The trouble is, the current consensus probably can't be taken seriously.

Coca-Cola (NYSE:KO) came out Thursday night and said that their guidance in late January – early February ’20 has been completely eradicated with C-virus, with the stock falling 21% this week alone.

Here is what Coke said (as related by Breifing.com):

 
Coca-Cola does not expect to achieve previously indicated full-year guidance (41,83)
  • “As COVID-19 continues to spread and significantly impact various markets around the world, including the United States, the company has put preparedness plans in place at our facilities to ensure continued operations, while also taking all necessary steps to keep our teams healthy and safe. […] We are also working closely with our bottling partners on contingency planning for continuous supply and, at this stage, we do not foresee any near-term disruptions in concentrate or beverage base production.”
  • “Since our last guidance update, local market policies and initiatives to reduce the transmission of COVID-19 have significantly increased. These initiatives include the direction to refrain from dining at restaurants, the cancellation of major sporting and entertainment events, material reduction in travel, the promotion of social distancing and the adoption of work-from-home policies. These initiatives, in combination with […] foreign exchange rates, will have a negative impact on our full year financial and operating results and, therefore, we do not expect to achieve our previously provided full year guidance.”
  • “Due to the speed with which the COVID-19 situation is developing, there is uncertainty around its ultimate impact; therefore, the negative impact on our financial and operating results cannot be reasonably estimated at this time, but the impact could be material. We expect to provide an update during our Q1 2020 earnings release and call.”

Delta Airlines (NYSE:DAL), Macy’s (NYSE:M), and a handful of others have already pulled guidance for 2020.

On the flip side, both Walmart (NYSE:WMT) and PepsiCo (NASDAQ:PEP) have said they will add 150,000 and 15,000 new employees respectively in 2020. That’s pretty remarkable. Uber (NYSE:UBER) came out Thursday night and noted that they had enough capital to ride out the C-virus tumult. Oracle (NYSE:ORCL) continues to trade above $45 and closed out this week above $45 per share, the high for the stock in March 2000.

2020s calendar EPS estimate has fallen to $168.25 per share.

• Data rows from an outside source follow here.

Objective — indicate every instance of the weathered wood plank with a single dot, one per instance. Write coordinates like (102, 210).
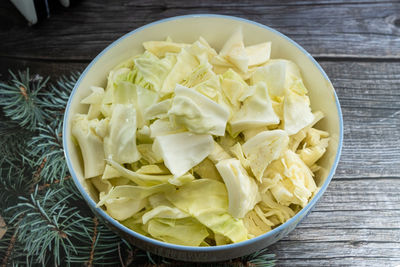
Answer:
(356, 223)
(370, 99)
(325, 28)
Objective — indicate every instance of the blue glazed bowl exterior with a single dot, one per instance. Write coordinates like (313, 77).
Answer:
(198, 254)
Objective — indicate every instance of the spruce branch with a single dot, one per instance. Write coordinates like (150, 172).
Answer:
(21, 99)
(46, 221)
(46, 228)
(48, 145)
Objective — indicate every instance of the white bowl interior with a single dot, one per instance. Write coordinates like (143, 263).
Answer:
(215, 30)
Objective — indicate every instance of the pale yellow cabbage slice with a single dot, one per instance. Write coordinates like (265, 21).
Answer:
(242, 190)
(185, 231)
(91, 146)
(295, 184)
(297, 112)
(263, 148)
(255, 112)
(207, 201)
(197, 113)
(150, 179)
(124, 201)
(235, 52)
(277, 74)
(258, 54)
(161, 48)
(183, 151)
(120, 144)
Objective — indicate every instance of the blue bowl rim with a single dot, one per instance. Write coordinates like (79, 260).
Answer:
(239, 245)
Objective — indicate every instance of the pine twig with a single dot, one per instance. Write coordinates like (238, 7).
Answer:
(21, 99)
(9, 249)
(89, 263)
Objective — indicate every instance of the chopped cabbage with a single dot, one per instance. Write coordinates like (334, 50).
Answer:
(120, 144)
(242, 190)
(124, 201)
(91, 146)
(182, 151)
(263, 148)
(277, 74)
(161, 48)
(256, 111)
(199, 148)
(185, 231)
(207, 201)
(197, 113)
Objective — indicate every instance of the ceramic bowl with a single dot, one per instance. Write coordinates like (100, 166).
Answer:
(215, 29)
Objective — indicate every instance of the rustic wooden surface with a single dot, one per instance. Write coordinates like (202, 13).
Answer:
(357, 221)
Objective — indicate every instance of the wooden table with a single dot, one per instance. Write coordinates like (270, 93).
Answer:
(357, 221)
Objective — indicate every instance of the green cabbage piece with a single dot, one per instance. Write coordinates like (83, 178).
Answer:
(186, 231)
(197, 113)
(120, 144)
(91, 146)
(256, 111)
(207, 201)
(150, 179)
(124, 201)
(154, 70)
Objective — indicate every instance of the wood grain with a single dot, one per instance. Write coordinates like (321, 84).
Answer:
(357, 221)
(326, 29)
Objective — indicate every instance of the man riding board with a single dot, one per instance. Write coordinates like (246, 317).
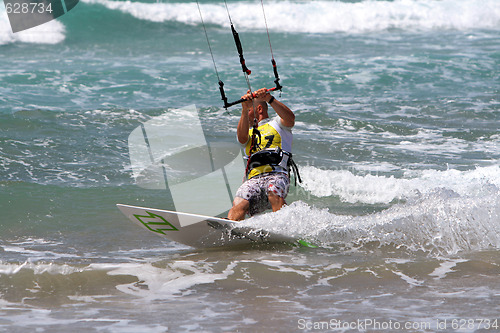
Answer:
(268, 145)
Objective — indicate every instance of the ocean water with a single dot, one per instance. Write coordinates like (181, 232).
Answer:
(397, 140)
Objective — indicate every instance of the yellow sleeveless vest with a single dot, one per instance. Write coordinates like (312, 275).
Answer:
(269, 138)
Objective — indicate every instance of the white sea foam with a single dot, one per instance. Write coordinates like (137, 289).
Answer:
(52, 32)
(326, 16)
(445, 212)
(379, 189)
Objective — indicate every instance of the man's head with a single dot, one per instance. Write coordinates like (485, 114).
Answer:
(260, 111)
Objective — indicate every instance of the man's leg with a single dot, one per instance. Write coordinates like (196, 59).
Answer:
(239, 209)
(276, 201)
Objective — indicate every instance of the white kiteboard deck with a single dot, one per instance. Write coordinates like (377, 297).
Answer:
(200, 231)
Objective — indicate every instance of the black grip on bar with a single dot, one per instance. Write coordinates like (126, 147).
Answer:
(222, 93)
(240, 51)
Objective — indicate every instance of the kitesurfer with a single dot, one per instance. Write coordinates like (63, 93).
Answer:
(268, 148)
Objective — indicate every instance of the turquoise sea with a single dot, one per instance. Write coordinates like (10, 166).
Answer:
(397, 140)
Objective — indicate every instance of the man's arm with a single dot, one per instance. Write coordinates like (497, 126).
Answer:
(287, 116)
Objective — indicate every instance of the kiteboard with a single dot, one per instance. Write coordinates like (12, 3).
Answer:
(201, 231)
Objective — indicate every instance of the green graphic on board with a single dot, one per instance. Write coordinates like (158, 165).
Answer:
(155, 223)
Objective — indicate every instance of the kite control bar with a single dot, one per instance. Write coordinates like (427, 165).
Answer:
(227, 104)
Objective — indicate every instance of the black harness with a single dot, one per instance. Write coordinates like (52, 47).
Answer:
(273, 157)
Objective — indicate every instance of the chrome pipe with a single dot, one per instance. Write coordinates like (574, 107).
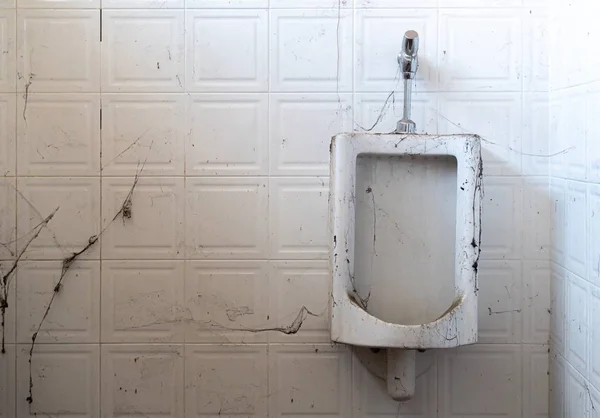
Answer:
(408, 61)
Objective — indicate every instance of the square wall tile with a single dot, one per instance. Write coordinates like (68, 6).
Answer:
(143, 129)
(558, 220)
(370, 398)
(535, 147)
(536, 49)
(293, 371)
(58, 51)
(380, 112)
(537, 208)
(65, 378)
(75, 313)
(142, 301)
(536, 305)
(559, 135)
(575, 228)
(301, 127)
(142, 380)
(478, 3)
(74, 223)
(496, 117)
(227, 4)
(378, 42)
(58, 134)
(558, 308)
(153, 227)
(8, 133)
(593, 233)
(58, 4)
(8, 332)
(143, 4)
(143, 51)
(7, 4)
(218, 146)
(227, 218)
(535, 381)
(577, 323)
(228, 301)
(557, 384)
(593, 410)
(576, 394)
(8, 226)
(236, 376)
(594, 337)
(311, 4)
(298, 218)
(592, 134)
(500, 306)
(8, 69)
(8, 391)
(573, 126)
(481, 380)
(498, 65)
(300, 290)
(213, 36)
(311, 50)
(502, 218)
(395, 3)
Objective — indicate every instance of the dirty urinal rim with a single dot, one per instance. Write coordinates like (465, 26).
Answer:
(350, 322)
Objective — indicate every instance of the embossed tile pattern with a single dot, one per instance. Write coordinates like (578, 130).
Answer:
(193, 137)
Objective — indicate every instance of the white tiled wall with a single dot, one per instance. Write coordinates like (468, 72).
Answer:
(575, 196)
(225, 109)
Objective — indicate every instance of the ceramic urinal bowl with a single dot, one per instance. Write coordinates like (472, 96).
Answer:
(406, 230)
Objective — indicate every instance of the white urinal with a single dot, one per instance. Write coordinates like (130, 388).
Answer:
(405, 216)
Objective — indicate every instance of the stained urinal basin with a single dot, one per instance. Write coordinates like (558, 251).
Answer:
(405, 218)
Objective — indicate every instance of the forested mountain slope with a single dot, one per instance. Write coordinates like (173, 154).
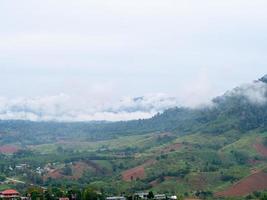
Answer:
(243, 108)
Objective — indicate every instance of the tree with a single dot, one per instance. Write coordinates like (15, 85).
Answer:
(89, 194)
(150, 195)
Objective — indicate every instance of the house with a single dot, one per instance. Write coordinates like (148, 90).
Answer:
(9, 194)
(140, 195)
(116, 198)
(160, 196)
(64, 198)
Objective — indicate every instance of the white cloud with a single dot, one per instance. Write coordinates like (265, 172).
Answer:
(255, 92)
(63, 107)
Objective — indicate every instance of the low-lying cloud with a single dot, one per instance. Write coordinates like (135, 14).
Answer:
(63, 107)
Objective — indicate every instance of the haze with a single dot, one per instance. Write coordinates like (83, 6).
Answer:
(88, 60)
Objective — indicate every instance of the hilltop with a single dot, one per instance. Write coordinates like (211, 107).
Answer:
(207, 149)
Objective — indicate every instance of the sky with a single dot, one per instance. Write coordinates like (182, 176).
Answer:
(90, 59)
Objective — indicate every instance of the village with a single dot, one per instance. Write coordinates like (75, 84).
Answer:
(11, 194)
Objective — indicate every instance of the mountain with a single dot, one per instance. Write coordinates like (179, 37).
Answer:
(212, 151)
(242, 109)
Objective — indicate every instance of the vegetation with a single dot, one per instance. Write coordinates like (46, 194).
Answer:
(190, 152)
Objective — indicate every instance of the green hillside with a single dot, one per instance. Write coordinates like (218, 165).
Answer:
(193, 152)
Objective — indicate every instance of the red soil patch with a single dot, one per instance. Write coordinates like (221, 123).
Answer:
(136, 172)
(254, 182)
(8, 149)
(261, 149)
(171, 147)
(78, 169)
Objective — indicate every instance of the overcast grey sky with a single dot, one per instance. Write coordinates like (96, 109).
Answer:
(100, 51)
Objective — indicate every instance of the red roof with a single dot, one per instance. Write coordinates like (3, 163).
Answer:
(10, 192)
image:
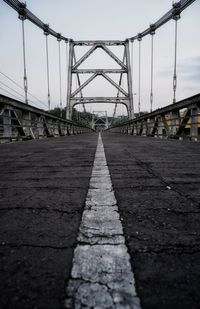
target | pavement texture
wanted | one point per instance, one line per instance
(157, 187)
(43, 187)
(101, 275)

Could it fall to $150 – $155 – sure – and probably more.

What will undoubtedly help the S&P 500 is Technology’s 25% market cap weight in the S&P 500 and Communication Services’ 11% market cap weight, both of which are still expecting high-single-digit EPS growth for 2020 (although this changes every week).

Summary / conclusion:

Any kind of earnings analysis seems like more of a guess than anything else. The weekly blog on S&P 500 will continue to be posted by taking the numbers with a substantial grain of salt until we start to hear actual Q1 ’20 financial results, and hear Q2 ’20 guidance. By that time some aspects of the national shutdown should start to unlock, and readers should know about which companies might not survive this pandemic.